Helka est une jeune femme dans les années 60 en Islande. Ses parents lui ont donné le nom d’un volcan, et pourtant, Helka est discrète. Elle n’explose pas, n’a pas de rouleaux de fumée autour de la tête. Mais elle est aussi menaçante qu’un volcan prêt à se réveiller à n’importe quel moment parce qu’elle écrit et surtout parce que c’est une femme.
A priori, l’Islande des années 60 était pas des plus progressistes en matière de féminisme (un client te touche le cul, tu souris et tu dis merci, tu viens de te marier, n’envisage même pas de trouver un boulot et reste à la maison faire cuire des steaks de baleine avec les enfants) Mais Hekla refuse tout cela et se lance dans l’écriture de ses romans, elle dépasse de loin ses contemporains masculins grâce à la qualité de sa plume. Tout le long du roman, un homme lui propose de participer au concours de Miss Islande et elle refuse, refuse, refuse et refuse encore parce qu’elle a d’autres ambitions. En ça, Hekla est volcanique. Elle n’est pas une explosion, elle est une force tranquille, un élément déterminé qui peut tout détruire sur son passage.

Une lecture magnifique avec un personnage incroyable que je vous recommande très chaudement.

Blanche - Une bête au paradis, Cécile Coulon

J’ai découvert Cécile Coulon parce que Emilie Deseliene faisait que parler d’elle. J’ai commencé par lire Trois Saisons d’Orage que j’ai beaucoup aimé (sauf la fin, la fin m’a vraiment gonflée, mais c’est pas le sujet) Et après le confinement, j’ai décidé d’aller claquer ma thune en librairie, à la fois parce que j’en avais marre de lire sur ma liseuse, mais aussi parce, guidée par le code noble de la chevalerie, je voulais à tout prix donner de l’argent à mon libraire en cette période de crise. 
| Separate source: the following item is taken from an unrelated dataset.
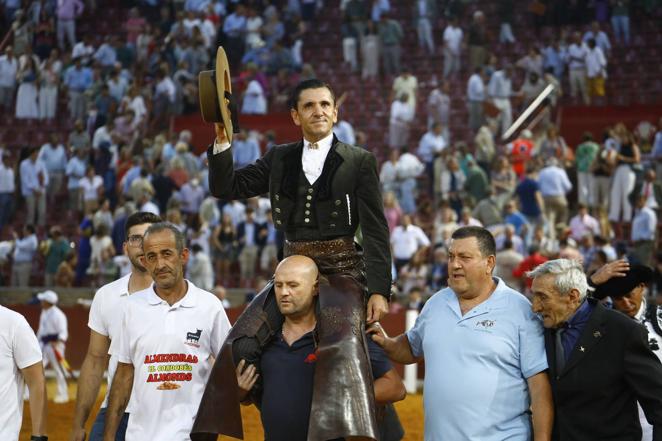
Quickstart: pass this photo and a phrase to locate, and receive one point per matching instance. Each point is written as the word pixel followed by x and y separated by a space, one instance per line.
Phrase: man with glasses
pixel 104 323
Donc, je suis allée faire une razzia et parmi mes lectures se trouvait Une Bête au Paradis.
J’ai choisi de parler de Blanche, ici, mais je pourrai tout autant mentionner sa grand-mère, Emilienne. Les deux femmes travaillent sur leur ferme, le Paradis et j’ai trouvé superbe la façon dont l’auteure décrivait ce lieu et ces femmes comme complémentaires. S’appartenant, comme si l’une ne pouvait pas survivre sans l’autre. J’ai un faible pour ces histoires, quand un lieu, une “terre” fait partie intégrante de l’histoire et du personnage. 
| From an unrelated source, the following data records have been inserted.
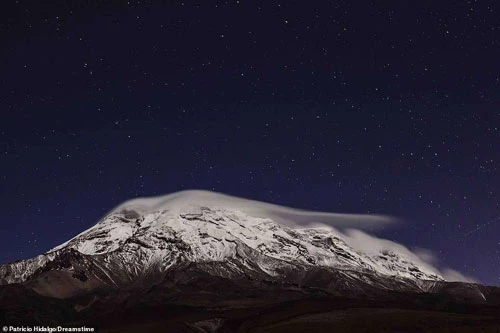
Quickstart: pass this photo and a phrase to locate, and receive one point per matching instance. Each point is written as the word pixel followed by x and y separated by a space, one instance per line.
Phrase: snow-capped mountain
pixel 145 238
pixel 197 261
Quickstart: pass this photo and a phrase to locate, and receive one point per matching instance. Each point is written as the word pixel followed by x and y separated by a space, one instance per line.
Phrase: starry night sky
pixel 388 107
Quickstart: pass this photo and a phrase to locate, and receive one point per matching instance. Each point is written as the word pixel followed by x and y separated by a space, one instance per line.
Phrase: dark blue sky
pixel 385 107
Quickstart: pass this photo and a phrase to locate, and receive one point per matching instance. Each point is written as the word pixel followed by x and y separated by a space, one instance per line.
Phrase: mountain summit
pixel 197 248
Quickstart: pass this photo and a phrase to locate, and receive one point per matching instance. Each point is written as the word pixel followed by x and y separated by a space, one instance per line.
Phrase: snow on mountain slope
pixel 203 227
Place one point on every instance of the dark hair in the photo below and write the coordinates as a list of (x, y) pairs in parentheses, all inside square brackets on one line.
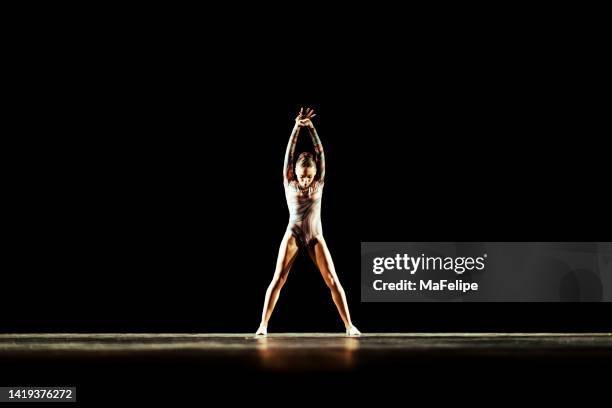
[(306, 159)]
J’ai aimé Blanche pour sa passion, son refus de quitter ses terres. Comme si cela lui paraissait invraisemblable. Mais aussi la façon dont elle choisit de faire régner la justice, ce qu’elle est prête à faire pour sauver les siens. Une femme un peu torturée (elle mange des araignées vivantes qu’elle chope dans sa grange… Bon. Chacun son apport en protéine) mais mûe par la certitude d’être exactement là où elle devrait être et que cet endroit est plus important qu’elle et que tout le reste.
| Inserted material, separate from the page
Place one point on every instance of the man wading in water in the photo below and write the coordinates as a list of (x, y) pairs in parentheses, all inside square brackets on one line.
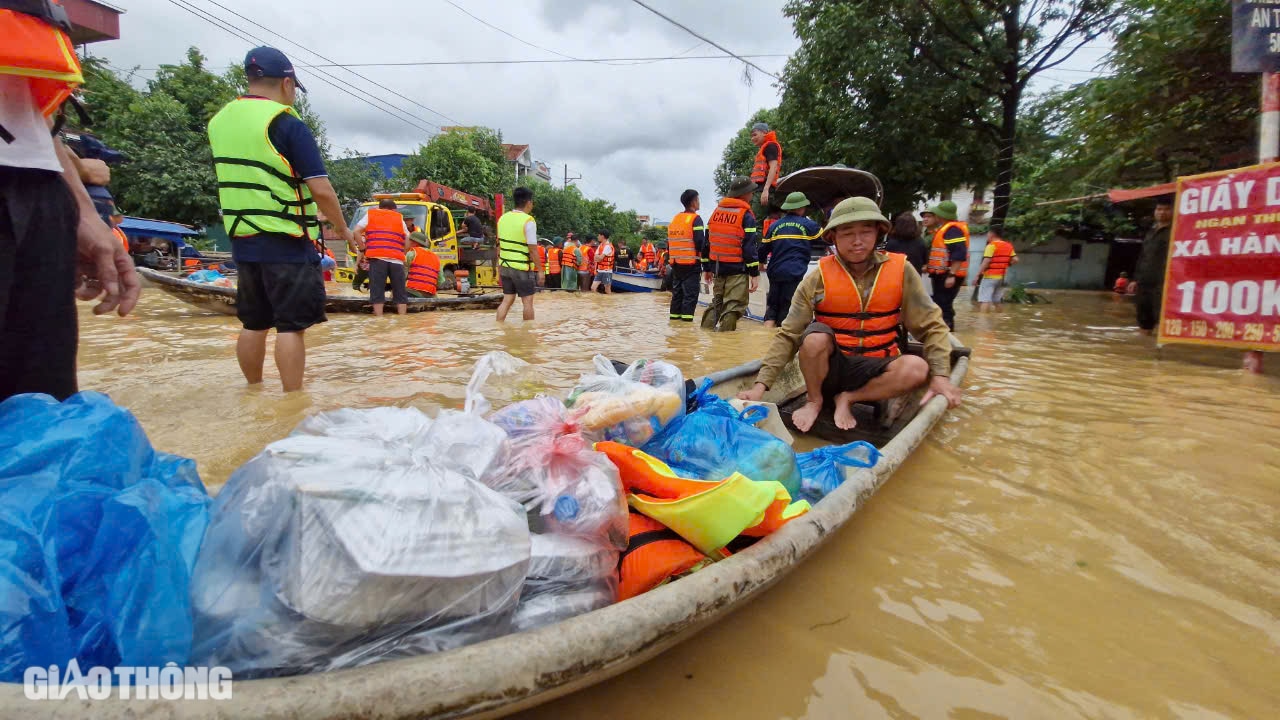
[(844, 320)]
Jane Eyre - Jane Eyre de Charlotte Brontë

J’ai lu Jane Eyre deux fois. Une fois quand je vivais à Paris, et que j’étais en stage et que je voulais avoir de la culture, et une autre fois comme ça pour le plaisir. (J’adore relire des livres.) Evidemment, j’avais adoré mais ma deuxième lecture a été plus critique que la première. D’où l’importance de redécouvrir ses classiques à quelques années d’intervalles : cela m’a permis de comprendre mieux les réactions de Jane. Attention, je vais vous spoiler

-DIVULGACHAGE-
Quand Jane Eyre apprend que son boyfriend est déjà marié, elle est forcément déçue. Il aurait pu lui en toucher deux mots, on est bien d’accord. Mr Rochester pense alors qu’il est de bon goût de lui proposer d’être sa maîtresse et de l’installer à la fraîche dans une maison du Sud de la France où ils vivront heureux.
Et là, Jane Eyre dit non.
Elle dit, non, je t’emmerde et je me casse.
Et dans ma prime jeunesse parisienne, j’ai pensé: mais elle est con ou quoi? Qu’est-ce que ça peut lui foutre de se marier avec lui? Il lui propose une pure baraque en région PACA avec les cigales, et elle refuse pour aller s’enterrer dans le trou du cul de la Lande. Non mais n’importe quoi.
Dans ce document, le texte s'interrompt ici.